A tarand is an animal as big as a bullock, having a head like a stag, or a little bigger, two stately horns with large branches, cloven feet, hair long like that of a furred Muscovite, I mean a bear, and a skin almost as hard as steel armour. The Scythian said that there are but few tarands to be found in Scythia, because it varieth its colour according to the diversity of the places where it grazes and abides, and represents the colour of the grass, plants, trees, shrubs, flowers, meadows, rocks, and generally of all things near which it comes. It hath this common with the sea-pulp, or polypus, with the thoes, with the wolves of India, and with the chameleon, which is a kind of a lizard so wonderful that Democritus hath written a whole book of its figure and anatomy, as also of its virtue and propriety in magic. This I can affirm, that I have seen it change its colour, not only at the approach of things that have a colour, but by its own voluntary impulse, according to its fear or other affections; as, for example, upon a green carpet I have certainly seen it become green; but having remained there some time, it turned yellow, blue, tanned, and purple in course, in the same manner as you see a turkey-cock’s comb change colour according to its passions.
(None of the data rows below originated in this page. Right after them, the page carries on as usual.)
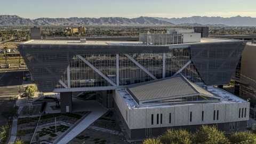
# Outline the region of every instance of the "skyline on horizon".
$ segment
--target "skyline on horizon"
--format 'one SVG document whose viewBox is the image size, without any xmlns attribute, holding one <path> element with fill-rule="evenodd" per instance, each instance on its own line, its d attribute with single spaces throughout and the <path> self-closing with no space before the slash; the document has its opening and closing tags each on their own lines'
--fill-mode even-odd
<svg viewBox="0 0 256 144">
<path fill-rule="evenodd" d="M 181 18 L 193 16 L 230 18 L 240 15 L 256 18 L 254 5 L 249 4 L 255 3 L 253 0 L 216 0 L 210 2 L 210 4 L 209 2 L 203 0 L 193 2 L 183 0 L 175 3 L 168 0 L 161 2 L 131 0 L 122 2 L 112 0 L 109 3 L 103 0 L 93 2 L 77 0 L 71 2 L 62 0 L 61 3 L 59 1 L 50 0 L 36 3 L 31 2 L 28 0 L 3 1 L 1 5 L 5 6 L 1 7 L 0 15 L 16 15 L 30 19 L 71 17 L 135 18 L 141 16 Z M 14 3 L 15 4 L 10 4 Z M 207 4 L 206 6 L 204 3 Z M 22 7 L 27 9 L 21 11 Z"/>
</svg>

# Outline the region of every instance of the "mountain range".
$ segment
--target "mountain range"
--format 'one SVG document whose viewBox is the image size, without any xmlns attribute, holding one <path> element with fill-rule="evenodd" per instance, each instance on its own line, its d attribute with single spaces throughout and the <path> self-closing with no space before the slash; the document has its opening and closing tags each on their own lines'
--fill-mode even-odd
<svg viewBox="0 0 256 144">
<path fill-rule="evenodd" d="M 34 20 L 25 19 L 18 15 L 1 15 L 0 26 L 255 26 L 256 18 L 241 17 L 231 18 L 220 17 L 184 17 L 164 18 L 140 17 L 129 19 L 122 17 L 100 18 L 73 17 L 70 18 L 41 18 Z"/>
<path fill-rule="evenodd" d="M 137 18 L 47 18 L 35 20 L 25 19 L 17 15 L 0 15 L 0 25 L 40 25 L 40 26 L 175 26 L 166 21 L 159 20 L 151 17 L 140 17 Z"/>
<path fill-rule="evenodd" d="M 236 17 L 230 18 L 222 18 L 220 17 L 183 17 L 182 18 L 154 18 L 160 20 L 172 22 L 176 25 L 181 23 L 194 23 L 201 25 L 225 25 L 229 26 L 255 26 L 256 18 L 250 17 Z"/>
</svg>

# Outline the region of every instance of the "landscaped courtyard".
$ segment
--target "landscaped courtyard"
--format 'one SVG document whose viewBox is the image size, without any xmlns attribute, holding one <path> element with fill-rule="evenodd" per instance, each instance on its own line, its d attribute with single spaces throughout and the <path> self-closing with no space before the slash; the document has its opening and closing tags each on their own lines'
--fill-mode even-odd
<svg viewBox="0 0 256 144">
<path fill-rule="evenodd" d="M 130 143 L 113 111 L 106 113 L 68 143 Z"/>
</svg>

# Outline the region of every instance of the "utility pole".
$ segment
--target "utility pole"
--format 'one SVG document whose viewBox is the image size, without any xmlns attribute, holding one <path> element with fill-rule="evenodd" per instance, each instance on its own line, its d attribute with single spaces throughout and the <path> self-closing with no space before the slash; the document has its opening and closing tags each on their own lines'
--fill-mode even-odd
<svg viewBox="0 0 256 144">
<path fill-rule="evenodd" d="M 19 90 L 20 93 L 20 77 L 19 76 L 17 76 L 16 77 L 19 77 L 19 86 L 20 87 L 20 89 Z"/>
</svg>

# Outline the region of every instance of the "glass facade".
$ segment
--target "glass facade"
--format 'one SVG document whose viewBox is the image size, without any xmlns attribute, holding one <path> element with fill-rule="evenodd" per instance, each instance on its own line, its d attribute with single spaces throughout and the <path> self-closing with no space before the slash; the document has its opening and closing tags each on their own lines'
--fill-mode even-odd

But what we find most surprising in this tarand is, that not only its face and skin, but also its hair could take whatever colour was about it. Near Panurge, with his kersey coat, its hair used to turn grey; near Pantagruel, with his scarlet mantle, its hair and skin grew red; near the pilot, dressed after the fashion of the Isiacs of Anubis in Egypt, its hair seemed all white, which two last colours the chameleons cannot borrow. When the creature was free from any fear or affection, the colour of its hair was just such as you see that of the asses of Meung.

The tarand is mentioned again in Pantagruel: "I have found here a Scythian tarand, an animal strange and wonderful for the variations of colour on its skin and hair, according to the distinction of neighbouring things; it is as tractable and easily kept as a lamb. Be pleased to accept of it."